Ce que nous recherchons, c’est aussi à investir dans des « category leader », autrement dit des pépites qui vont pouvoir dominer leur marché. C’est pour cela qu’il faut bien analyser la taille du marché, savoir s’il existe de la concurrence ou non, et qu’elle ne soit pas non plus prédominante. Les fondateurs doivent transmettre une volonté d’expansion dès le départ, on doit ressentir que le projet est scalable. Il faut démontrer une grande connaissance de son projet. De plus, s’épauler d’un CTO est une vraie plus-value au vu de notre thèse d’investissement digitale. 

BM : Le business plan est-il est élément clé de décision ? 

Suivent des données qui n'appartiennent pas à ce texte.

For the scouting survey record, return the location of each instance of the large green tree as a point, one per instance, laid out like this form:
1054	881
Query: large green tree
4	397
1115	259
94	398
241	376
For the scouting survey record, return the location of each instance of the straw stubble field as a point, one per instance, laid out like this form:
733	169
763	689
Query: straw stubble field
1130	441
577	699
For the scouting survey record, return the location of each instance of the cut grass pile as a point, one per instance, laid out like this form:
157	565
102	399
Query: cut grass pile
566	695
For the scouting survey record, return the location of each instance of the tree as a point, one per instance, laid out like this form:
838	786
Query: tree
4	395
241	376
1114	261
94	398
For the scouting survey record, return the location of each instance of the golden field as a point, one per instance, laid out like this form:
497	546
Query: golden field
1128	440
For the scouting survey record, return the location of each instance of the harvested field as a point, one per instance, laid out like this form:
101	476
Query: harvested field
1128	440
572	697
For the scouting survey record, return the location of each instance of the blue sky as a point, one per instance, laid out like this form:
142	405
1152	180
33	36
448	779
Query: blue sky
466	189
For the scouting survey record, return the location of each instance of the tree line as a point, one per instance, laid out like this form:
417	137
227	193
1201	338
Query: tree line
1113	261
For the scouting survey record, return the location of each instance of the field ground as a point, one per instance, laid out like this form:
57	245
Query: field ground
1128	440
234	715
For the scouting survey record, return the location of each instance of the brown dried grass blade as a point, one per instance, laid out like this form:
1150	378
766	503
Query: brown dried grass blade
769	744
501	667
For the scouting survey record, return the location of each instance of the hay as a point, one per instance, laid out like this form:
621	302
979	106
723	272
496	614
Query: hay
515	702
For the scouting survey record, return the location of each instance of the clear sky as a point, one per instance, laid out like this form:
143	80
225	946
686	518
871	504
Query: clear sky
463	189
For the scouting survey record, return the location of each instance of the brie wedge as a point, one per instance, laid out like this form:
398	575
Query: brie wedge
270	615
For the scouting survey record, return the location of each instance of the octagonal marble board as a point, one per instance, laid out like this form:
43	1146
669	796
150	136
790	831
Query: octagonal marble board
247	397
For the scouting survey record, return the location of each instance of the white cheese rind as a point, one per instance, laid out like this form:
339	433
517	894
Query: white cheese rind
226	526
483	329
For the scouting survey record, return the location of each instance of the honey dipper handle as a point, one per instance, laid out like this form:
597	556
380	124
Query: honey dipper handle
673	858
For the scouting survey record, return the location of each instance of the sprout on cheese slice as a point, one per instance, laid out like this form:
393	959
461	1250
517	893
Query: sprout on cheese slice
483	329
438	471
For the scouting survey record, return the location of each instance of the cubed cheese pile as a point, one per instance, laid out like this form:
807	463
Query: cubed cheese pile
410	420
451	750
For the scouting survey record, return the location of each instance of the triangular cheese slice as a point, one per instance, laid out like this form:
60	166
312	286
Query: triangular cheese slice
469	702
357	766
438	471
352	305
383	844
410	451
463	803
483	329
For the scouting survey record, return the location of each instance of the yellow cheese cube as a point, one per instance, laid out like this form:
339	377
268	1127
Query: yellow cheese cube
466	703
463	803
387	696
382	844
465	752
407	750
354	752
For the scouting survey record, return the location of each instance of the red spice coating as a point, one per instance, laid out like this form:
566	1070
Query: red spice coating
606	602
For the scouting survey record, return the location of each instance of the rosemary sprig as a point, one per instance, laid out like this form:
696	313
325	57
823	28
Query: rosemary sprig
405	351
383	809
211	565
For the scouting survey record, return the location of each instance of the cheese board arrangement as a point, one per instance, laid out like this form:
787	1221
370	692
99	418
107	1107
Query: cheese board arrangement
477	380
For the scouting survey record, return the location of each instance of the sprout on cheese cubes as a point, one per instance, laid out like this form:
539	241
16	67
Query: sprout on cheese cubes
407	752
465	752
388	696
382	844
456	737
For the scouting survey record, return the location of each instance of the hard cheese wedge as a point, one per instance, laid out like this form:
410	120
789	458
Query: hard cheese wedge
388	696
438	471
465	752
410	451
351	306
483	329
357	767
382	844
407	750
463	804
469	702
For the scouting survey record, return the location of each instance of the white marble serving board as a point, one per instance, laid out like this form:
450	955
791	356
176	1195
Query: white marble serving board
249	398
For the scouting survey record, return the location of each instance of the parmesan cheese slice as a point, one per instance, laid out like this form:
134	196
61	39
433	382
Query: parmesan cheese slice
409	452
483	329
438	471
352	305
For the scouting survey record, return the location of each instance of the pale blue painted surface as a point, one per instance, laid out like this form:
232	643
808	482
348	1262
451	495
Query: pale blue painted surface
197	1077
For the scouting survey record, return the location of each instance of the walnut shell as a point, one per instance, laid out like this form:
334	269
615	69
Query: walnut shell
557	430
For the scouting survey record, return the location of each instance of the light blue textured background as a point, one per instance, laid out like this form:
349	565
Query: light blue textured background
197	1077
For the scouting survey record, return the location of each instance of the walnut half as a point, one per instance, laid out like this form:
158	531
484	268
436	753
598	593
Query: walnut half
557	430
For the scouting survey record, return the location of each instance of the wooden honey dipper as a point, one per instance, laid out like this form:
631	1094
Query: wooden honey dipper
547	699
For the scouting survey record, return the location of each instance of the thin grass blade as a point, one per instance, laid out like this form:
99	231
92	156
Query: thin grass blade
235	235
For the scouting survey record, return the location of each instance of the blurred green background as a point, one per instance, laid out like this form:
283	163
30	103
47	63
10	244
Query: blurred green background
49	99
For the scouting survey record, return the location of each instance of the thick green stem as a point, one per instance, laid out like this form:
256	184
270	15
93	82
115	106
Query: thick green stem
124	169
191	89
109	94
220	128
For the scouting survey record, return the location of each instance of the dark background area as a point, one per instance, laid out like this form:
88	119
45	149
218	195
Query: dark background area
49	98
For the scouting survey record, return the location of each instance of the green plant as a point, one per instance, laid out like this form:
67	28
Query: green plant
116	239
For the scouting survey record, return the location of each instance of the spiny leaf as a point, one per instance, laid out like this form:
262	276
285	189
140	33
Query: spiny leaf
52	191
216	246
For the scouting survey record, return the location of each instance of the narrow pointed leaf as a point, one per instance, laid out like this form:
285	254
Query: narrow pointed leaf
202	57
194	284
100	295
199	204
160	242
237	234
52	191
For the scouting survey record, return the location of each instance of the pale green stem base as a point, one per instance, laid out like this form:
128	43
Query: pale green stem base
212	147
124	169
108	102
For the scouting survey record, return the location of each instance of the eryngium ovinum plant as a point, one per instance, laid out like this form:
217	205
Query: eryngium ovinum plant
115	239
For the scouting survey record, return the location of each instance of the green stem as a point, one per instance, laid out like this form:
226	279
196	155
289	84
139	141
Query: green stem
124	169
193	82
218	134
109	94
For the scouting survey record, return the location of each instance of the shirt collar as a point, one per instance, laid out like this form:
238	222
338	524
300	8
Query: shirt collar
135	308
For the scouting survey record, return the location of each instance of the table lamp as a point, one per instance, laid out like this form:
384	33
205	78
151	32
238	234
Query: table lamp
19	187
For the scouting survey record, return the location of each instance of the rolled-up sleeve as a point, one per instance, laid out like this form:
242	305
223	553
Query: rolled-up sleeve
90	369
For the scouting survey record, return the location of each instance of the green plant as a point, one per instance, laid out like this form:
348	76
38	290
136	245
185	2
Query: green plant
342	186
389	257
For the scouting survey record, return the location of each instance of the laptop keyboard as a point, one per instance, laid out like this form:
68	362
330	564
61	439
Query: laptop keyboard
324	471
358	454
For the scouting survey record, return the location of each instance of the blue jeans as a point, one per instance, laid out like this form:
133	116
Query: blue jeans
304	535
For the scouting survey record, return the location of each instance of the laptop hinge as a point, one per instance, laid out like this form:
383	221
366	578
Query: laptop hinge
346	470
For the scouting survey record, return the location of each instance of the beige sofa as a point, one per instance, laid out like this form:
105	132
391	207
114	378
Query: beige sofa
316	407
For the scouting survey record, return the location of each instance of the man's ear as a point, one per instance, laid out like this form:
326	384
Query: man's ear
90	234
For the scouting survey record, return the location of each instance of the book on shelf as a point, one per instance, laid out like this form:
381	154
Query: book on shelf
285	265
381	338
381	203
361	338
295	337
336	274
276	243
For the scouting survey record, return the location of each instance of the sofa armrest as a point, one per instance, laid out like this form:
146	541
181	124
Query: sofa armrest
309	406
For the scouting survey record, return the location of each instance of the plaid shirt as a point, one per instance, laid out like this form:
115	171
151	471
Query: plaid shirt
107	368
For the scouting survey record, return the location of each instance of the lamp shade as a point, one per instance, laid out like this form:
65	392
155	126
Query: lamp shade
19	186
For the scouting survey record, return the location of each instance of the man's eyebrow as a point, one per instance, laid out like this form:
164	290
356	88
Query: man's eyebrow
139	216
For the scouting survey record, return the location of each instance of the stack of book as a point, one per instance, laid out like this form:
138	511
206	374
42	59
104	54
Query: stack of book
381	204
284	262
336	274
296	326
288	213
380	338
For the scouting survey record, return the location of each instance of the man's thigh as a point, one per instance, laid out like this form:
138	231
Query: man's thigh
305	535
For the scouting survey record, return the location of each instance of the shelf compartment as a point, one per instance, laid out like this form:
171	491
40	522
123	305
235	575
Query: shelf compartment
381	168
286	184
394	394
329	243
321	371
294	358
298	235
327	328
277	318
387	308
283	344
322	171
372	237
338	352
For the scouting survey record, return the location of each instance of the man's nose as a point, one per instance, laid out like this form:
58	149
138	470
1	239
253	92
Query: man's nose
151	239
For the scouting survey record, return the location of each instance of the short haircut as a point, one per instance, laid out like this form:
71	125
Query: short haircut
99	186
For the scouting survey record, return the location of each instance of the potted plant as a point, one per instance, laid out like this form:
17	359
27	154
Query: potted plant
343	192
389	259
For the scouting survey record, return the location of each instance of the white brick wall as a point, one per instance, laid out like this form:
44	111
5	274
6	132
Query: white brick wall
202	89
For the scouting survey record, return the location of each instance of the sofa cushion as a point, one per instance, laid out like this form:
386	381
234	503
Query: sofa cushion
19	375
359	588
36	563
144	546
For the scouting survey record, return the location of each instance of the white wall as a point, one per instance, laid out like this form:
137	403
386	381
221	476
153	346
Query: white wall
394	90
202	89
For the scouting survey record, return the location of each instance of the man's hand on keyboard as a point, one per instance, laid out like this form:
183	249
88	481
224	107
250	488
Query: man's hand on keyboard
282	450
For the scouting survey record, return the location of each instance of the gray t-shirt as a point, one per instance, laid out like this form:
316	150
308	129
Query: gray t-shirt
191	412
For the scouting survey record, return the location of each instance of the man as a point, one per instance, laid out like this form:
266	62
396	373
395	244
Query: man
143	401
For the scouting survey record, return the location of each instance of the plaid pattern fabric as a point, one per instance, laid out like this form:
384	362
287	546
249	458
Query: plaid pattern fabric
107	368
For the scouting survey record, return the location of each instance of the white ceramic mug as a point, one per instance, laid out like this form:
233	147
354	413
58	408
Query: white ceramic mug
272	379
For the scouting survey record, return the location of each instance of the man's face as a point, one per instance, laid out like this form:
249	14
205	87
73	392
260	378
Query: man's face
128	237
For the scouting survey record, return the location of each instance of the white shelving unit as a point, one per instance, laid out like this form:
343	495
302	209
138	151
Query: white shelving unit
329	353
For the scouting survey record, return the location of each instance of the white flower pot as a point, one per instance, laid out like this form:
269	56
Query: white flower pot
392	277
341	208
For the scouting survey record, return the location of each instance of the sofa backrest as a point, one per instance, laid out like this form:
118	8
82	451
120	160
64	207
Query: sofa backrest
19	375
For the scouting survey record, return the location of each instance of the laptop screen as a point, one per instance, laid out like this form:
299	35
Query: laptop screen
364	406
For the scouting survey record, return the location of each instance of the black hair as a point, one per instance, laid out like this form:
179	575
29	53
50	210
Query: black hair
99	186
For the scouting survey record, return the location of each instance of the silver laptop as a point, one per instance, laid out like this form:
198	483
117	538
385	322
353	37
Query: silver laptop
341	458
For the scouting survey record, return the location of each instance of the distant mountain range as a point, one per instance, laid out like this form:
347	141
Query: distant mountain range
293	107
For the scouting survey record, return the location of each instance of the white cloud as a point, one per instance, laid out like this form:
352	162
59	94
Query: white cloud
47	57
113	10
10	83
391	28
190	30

CC : Comme l’entreprise n’a généralement pas de passif en seed, le business plan se révèle être un outil indispensable ! Il correspond en effet à la traduction mathématique de l’ambition des fondateurs. C’est un support de discussion que nous sommes amenés à challenger parfois. Ce que nous valorisons, c’est la quantité de données et de précisions avec laquelle arrive le chef d’entreprise.  

C’est très rassurant pour un investisseur VC de voir à quel point un dirigeant aura anticipé les hypothèses externes et internes sur une projection de deux ou trois ans. Mieux vaut en effet préciser ligne par ligne les coûts éventuels, plutôt que de tout regrouper par pôle d’activité. Pour moi, il n’y aura jamais trop de détails dans un business plan. Dans ce ce type d’exercice, c’est la granularité qui est intéressante, c’est-à-dire le fait de rentrer en profondeur dans le sujet et s’en revendiquer expert sur tous les aspects.